• Au vide grenier de La Vaupalière

    Dimanche tôt je prends l’autoroute qui s’en va de Rouen en direction d’Yvetot, du Havre ou Fécamp mais je ne vais pas jusqu’à la ville chantée par Nilda Fernandez du temps qu’il se prénommait Daniel, je la quitte par la sortie numéro deux, direction La Vaupalière. Je me gare à l’entrée. C’est vide grenier. Les voitures sont embouteillées. Le ciel est plombé.

    Tant que le vent souffle, et il le fait bien, il ne devrait pas trop pleuvoir, me dis-je, cherchant le plus court chemin pour rejoindre à pied le lieu du déballage. C’est un pré boueux, que je découvre, n’étant jamais venu dans ce village. Des hommes du pays en gilet jaune accueillent les véhicules des exposant(e)s que d’autres en vélo, véloces, conduisent jusqu’à leur emplacement.

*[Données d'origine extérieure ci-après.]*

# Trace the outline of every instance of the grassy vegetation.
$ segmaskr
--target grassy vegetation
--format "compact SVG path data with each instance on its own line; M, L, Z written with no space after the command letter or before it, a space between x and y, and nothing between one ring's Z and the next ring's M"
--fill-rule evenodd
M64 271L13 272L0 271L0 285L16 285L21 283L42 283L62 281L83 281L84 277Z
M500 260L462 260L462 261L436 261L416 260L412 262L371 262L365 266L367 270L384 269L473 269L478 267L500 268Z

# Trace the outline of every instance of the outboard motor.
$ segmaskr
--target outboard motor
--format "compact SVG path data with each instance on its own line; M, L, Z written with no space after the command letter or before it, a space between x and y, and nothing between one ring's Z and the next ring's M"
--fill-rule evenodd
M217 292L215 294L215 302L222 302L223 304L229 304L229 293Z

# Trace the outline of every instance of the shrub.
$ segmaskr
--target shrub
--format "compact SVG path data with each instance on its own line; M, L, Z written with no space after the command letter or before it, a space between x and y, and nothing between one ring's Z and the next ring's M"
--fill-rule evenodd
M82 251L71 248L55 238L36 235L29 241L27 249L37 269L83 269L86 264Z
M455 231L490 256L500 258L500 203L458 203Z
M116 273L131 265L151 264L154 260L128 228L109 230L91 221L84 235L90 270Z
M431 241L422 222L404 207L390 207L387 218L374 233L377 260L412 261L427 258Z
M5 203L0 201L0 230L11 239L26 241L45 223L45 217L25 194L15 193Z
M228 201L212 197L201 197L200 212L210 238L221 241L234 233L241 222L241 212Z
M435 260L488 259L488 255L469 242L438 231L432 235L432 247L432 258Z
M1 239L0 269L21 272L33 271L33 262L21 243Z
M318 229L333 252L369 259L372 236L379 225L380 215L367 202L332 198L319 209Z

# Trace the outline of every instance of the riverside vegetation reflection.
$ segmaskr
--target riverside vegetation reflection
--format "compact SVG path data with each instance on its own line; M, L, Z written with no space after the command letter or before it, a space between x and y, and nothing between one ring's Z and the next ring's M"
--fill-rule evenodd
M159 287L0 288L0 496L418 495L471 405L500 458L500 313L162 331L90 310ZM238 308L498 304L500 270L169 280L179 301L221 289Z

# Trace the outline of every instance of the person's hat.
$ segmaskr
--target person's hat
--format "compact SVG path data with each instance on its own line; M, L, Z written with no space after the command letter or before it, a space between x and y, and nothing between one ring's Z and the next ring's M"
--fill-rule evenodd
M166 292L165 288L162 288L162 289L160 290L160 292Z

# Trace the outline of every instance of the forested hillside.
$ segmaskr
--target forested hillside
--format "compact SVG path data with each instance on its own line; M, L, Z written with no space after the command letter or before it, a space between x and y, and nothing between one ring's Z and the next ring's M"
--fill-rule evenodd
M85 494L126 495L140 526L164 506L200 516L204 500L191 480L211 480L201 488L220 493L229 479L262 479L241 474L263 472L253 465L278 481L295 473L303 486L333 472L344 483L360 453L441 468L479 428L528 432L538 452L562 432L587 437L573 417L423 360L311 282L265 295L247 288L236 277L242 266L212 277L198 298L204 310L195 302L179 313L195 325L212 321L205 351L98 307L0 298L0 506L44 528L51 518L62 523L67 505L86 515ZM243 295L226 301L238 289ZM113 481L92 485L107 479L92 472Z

    Je vais et viens dans les allées sous quelques gouttes. J’y croise plusieurs fois un homme en tenue de berger qui semble chercher ses moutons. Parfois un parasol décolle, suscitant des cris de frayeur. J’entends l’habituelle plaisanterie : « C’est une belle journée pour un mois d’octobre » et les projets de vacances des un(e)s et des autres. L’un partira à la montagne car on y vit encore comme après-guerre. Le temps d’éviter une averse, je prends un café sous la tente, Soixante centimes, c’est son prix, il ne vaut pas plus. Pour utiliser les toilettes, c’est trente centimes. Je préfère uriner contre un mur municipal.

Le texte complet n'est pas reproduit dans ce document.